Читать «Бозинг В. Иероним Босх. Около 1450-1516. Между Раем и Адом. 2001» онлайн - страница 30

PDFCreator

Другие кары также соотносятся с грехами, изображенными в центральной части. На подъемном мосту, ведущем в башню, десяток бесов истязают несчастного грешника, посаженного верхом на корову. Эта жалкая фигура, быть может, подсказана автором «Видения Тнугдала», который рассказывает, как во время своего путешествия в Ад ему пришлось провести корову по узкому подобно бритвенному лезвию мосту в наказание за то, что когда-то украл у своего соседа теленка. На мосту он повстречал грешников, грабивших церкви и совершавших иные святотатства, чем, вероятно, и объясняется потир, зажатый в руке босховского персонажа. Распростертый на земле человек, которому жаба впилась в детородный орган, разделяет участь всех развратников. Под мостом свора собак, опередив своего хозяина, уже настигла убегающих грешников.

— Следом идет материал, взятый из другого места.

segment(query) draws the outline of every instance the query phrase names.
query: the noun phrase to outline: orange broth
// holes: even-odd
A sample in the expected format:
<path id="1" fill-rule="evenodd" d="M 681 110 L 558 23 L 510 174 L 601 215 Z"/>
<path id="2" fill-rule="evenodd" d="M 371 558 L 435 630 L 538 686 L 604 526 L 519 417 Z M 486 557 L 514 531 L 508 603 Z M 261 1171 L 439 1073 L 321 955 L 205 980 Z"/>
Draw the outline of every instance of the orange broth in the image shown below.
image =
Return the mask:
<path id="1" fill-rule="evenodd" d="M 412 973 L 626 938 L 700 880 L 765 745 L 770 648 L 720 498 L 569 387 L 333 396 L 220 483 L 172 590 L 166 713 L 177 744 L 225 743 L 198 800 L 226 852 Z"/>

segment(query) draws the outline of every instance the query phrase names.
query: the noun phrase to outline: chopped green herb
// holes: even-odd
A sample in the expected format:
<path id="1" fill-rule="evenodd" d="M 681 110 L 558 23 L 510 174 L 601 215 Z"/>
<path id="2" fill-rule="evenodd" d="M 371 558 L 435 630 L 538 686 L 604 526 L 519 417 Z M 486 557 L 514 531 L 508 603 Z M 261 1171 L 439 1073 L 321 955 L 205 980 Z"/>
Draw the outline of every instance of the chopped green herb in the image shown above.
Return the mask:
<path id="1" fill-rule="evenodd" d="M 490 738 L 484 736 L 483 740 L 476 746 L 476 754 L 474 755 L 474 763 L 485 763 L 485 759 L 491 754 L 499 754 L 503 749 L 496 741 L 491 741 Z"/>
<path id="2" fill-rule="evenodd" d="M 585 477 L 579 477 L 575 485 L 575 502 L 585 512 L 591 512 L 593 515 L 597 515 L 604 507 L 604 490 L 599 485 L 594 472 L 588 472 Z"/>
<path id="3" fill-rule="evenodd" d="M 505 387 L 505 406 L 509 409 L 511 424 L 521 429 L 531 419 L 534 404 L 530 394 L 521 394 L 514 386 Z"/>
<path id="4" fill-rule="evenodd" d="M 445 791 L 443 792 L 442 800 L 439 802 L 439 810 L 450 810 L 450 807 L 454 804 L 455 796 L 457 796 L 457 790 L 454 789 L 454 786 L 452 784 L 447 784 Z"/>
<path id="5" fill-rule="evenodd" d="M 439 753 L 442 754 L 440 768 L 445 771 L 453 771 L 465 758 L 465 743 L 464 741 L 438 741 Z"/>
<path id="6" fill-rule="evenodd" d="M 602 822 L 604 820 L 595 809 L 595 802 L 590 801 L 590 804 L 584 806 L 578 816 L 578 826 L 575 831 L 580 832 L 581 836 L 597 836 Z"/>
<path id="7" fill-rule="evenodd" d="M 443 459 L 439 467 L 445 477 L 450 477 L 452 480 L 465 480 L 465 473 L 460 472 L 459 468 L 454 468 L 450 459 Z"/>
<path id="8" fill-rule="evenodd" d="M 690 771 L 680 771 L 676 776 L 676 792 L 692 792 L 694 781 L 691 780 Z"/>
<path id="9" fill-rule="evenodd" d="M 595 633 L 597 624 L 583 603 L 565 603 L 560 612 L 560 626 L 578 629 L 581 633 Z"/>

Основной смысл «Воза сена» прост. Даже если не знать метафорического значения слова «сено» в XVI веке, можно понять — Босх высказывает свое мнение по поводу одного из пагубных свойств человеческой природы. Но приведенное выше утверждение относительно простоты не распространяется на его же триптих, известный под названиями «Сад земных наслаждений» или «Земной Рай» (с. 54-55).

На первый взгляд, его центральная часть представляет едва ли не единственную в творчестве Босха идиллию. Обширное пространство сада заполнено обнаженными мужчинами и женщинами, которые лакомятся исполинскими ягодами и плодами, играют с птицами и животными, плещутся в воде и — прежде всего — открыто и бесстыдно предаются любовным утехам во всем их разнообразии. Всадники длинной вереницей, как на карусели, едут вокруг озера, где купаются обнаженные девушки; несколько фигур с едва заметными крыльями парят в поднебесье. Этот триптих сохранился лучше, чем большая часть крупных алтарных образов Босха, и беспечное веселье, царящее в композиции, подчеркивается ее ясным, равномерно распределенным по всей поверхности светом, отсутствием теней, ярким, насыщенным колоритом. На фоне травы и листвы, подобно диковинным цветам, сверкают бледные тела обитателей сада, кажущиеся еще белее рядом с тремя-четырьмя чернокожими фигурами, там и сям расставленными в этой толпе. Позади переливающихся всеми цветами радуги фонтанов и построек, окружающих озеро на заднем плане, на горизонте виднеется плавная линия постепенно тающих холмов. Миниатюрные фигурки людей и фантастически огромные, причудливые растения кажутся столь же невинными, как узоры средневекового орнамента, который, очевидно, и вдохновил художника. Трудно не согласиться с Фрспгером, настойчиво убеждающим нас, что обнаженные любовники «мирно резвятся в спокойствии этого сада, обретя невинность растений и животных, и в обуревающей их чувственности нет ничего, кроме чистого ликования, ничем не замутненного блаженства». Да, и впрямь может показаться, что перед нами — «детство человечества», тот самый описанный Гесиодом «золотой век», когда люди и звери мирно существовали бок о бок, без малейшего усилия получая плоды, которые в изобилии дарила им земля.